Unified discrete-continuous actions for free-form drag computer use.
📑 Paper | 🌐 Project Page | 💬 X (Twitter) | 📦 Dataset
ShowUI-π: Flow-based Generative Models as GUI Dexterous Hands
Siyuan Hu†, Kevin Qinghong Lin†, Mike Zheng Shou*
Show Lab @ National University of Singapore
† Equal contribution * Corresponding author
- [2026.1.22] We release the ScreenDrag dataset.
- [2026.1.10] Release code and project page.
showui-pi-demo.mp4
ShowUI-π is a 450M flow-based vision-language-action (VLA) model for GUI control. Given a screen observation and a natural language instruction, it generates continuous cursor trajectories — producing smooth clicks and drags directly in pixel space without tokenized coordinates.
The key insight is a unified action representation: both clicks and drags are modeled as cursor waypoint sequences paired with mouse button states (pressed/released).

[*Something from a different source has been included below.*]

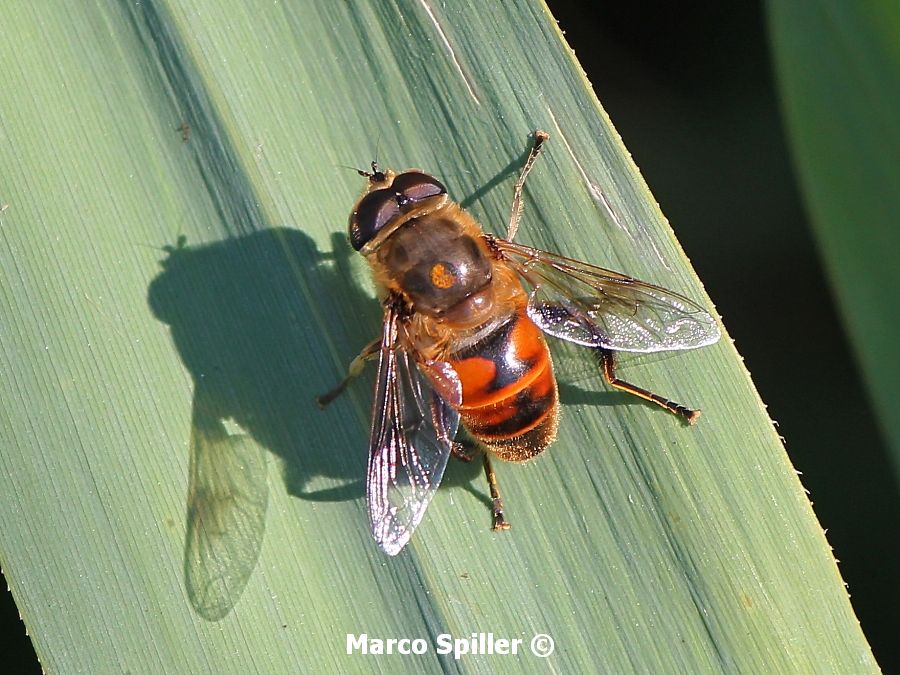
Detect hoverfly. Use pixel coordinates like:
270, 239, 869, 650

This allows the model to handle discrete click actions and continuous drag operations within a single framework, using flow matching to generate temporally coherent trajectories.
This design enables tasks that require fine-grained spatial control, such as freehand drawing, object rotation, drag-to-sort, slider adjustment, and captcha solving — capabilities that are difficult or impossible for conventional click-only GUI agents.

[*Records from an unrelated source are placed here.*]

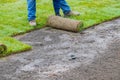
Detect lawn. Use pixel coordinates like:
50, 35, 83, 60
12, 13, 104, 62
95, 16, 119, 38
0, 0, 120, 56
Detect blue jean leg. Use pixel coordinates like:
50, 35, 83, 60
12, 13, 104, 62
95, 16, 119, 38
27, 0, 36, 21
53, 0, 60, 15
53, 0, 71, 15
60, 0, 71, 14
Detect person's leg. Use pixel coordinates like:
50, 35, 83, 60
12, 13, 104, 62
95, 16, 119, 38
53, 0, 60, 16
27, 0, 36, 21
60, 0, 71, 14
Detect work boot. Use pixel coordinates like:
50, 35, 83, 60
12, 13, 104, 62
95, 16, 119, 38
29, 20, 37, 26
64, 11, 80, 17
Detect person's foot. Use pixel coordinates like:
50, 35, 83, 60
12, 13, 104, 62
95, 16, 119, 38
29, 20, 37, 26
64, 11, 80, 17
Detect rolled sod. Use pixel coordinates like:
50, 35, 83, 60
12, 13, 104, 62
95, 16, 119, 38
47, 16, 83, 32
0, 43, 7, 54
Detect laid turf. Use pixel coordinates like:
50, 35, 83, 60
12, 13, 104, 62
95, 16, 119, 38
0, 0, 120, 56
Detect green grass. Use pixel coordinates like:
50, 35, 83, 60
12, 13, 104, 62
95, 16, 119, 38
0, 0, 120, 56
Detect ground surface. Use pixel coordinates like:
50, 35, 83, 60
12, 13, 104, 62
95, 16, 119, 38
0, 18, 120, 80
0, 0, 120, 57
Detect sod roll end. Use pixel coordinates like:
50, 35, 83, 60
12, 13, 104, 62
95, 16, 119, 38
47, 16, 83, 32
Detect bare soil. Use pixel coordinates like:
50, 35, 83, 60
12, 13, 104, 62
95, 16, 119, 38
0, 18, 120, 80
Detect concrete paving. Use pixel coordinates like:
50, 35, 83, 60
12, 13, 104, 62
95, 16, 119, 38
0, 18, 120, 80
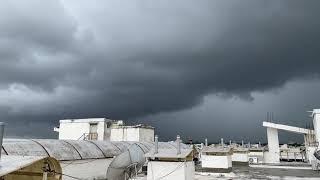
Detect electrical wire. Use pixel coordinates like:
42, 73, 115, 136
157, 162, 184, 180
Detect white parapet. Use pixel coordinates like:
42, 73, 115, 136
147, 161, 195, 180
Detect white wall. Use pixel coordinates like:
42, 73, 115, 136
59, 122, 105, 140
110, 127, 154, 142
147, 161, 195, 180
60, 158, 113, 180
264, 127, 280, 163
201, 154, 232, 169
231, 152, 249, 162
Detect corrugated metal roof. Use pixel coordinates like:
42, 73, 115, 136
0, 156, 45, 177
88, 141, 122, 158
65, 140, 106, 159
3, 139, 189, 161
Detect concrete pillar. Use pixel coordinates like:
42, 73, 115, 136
312, 109, 320, 147
265, 127, 280, 163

- Continuous GUI Control — Flow matching generates smooth, temporally coherent cursor trajectories in continuous pixel space, going beyond discrete click-only actions.
- Unified Action Representation — Clicks and drags are both represented as cursor waypoint sequences with mouse states, eliminating the need for separate action heads.
- Parameter Efficient — At 450M parameters, ShowUI-π outperforms 7B+ models on drag-based GUI tasks while remaining lightweight and efficient.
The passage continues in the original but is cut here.